这样带来的肉体愉悦太过逼人,她浑身剧烈打着摆子,泪水夺眶而出,连鼻涕都一并流下,原本跪趴的双腿此刻彻底脱力,痉挛着向内蜷缩,试图抗拒那股非人的开拓。

她的脊背高高弓起,像是一张拉满的弓,她的双手无助地死死揪紧床单,试图抓住任何可以逃脱的东西。

她整个人都在抗拒周犁过于强烈的侵入,可他却以此为乐,缓缓拔出,又重重插入,再一点点推进。

他那根长长的粗大鸡巴在她紧窄干涩的小穴里滑动着,龟头形状与冠沟棱角清晰可辨,磨得她穴壁酸麻酥痒,四肢软得几乎使不上力。

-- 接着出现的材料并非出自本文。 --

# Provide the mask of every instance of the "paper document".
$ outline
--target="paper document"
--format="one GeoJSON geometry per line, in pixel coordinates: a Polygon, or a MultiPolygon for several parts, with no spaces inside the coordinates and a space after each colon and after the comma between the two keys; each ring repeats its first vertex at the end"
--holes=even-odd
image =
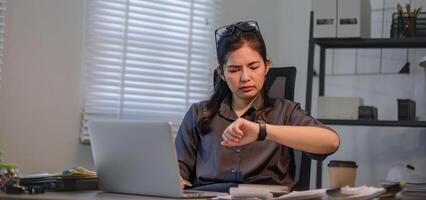
{"type": "Polygon", "coordinates": [[[254,198],[254,199],[272,199],[272,200],[298,200],[298,199],[321,199],[326,195],[326,189],[293,191],[278,197],[274,197],[273,193],[267,188],[230,188],[229,196],[216,197],[215,199],[239,199],[239,198],[254,198]]]}
{"type": "Polygon", "coordinates": [[[325,196],[326,196],[326,189],[316,189],[316,190],[306,190],[306,191],[293,191],[291,193],[288,193],[273,199],[286,199],[286,200],[321,199],[325,196]]]}
{"type": "Polygon", "coordinates": [[[380,196],[382,193],[385,193],[384,188],[378,187],[343,187],[340,189],[328,190],[327,195],[329,200],[363,200],[363,199],[373,199],[374,197],[380,196]]]}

“呃……呀……啊啊……好满……要被撑爆了……呜…嗯…不要、不要再磨了……啊……喘不过气……要死了……呜呜……真的要死了…啊啊啊啊!!!”

她的意识终于彻底崩溃,梦境在此骤然断裂成一片一片。

她坠入了无声的黑暗中。

直到有人低哑地唤她的名字,她才呻吟着睁开眼。

浑身的酸软感潮水般袭来,每一寸肌肉、每一处关节都像是被拆散后又草草缝合,疲惫得无法挪动分毫。

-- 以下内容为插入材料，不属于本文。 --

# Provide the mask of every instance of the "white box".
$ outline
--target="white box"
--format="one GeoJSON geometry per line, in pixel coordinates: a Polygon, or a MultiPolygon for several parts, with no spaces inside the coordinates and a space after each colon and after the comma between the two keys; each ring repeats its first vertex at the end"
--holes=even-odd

床头上的结婚照依旧悬挂着,照片里丈夫的笑脸帅气而遥远,她呆呆望了望他,又看了看床下的周犁,不确定自己是否真的醒来。

床下,周犁慢条斯理地摘掉避孕套,用纸巾擦拭完残留的精液。

看到她醒来,他贴近她,俯身吻了吻她的唇。随即用右手轻轻抓住她的脑袋,强硬地把她向着他的胯下拖去。

她听到周犁说,“亲亲我的蛋蛋。”

一阵恍惚,她感觉自己又陷入了一个梦境。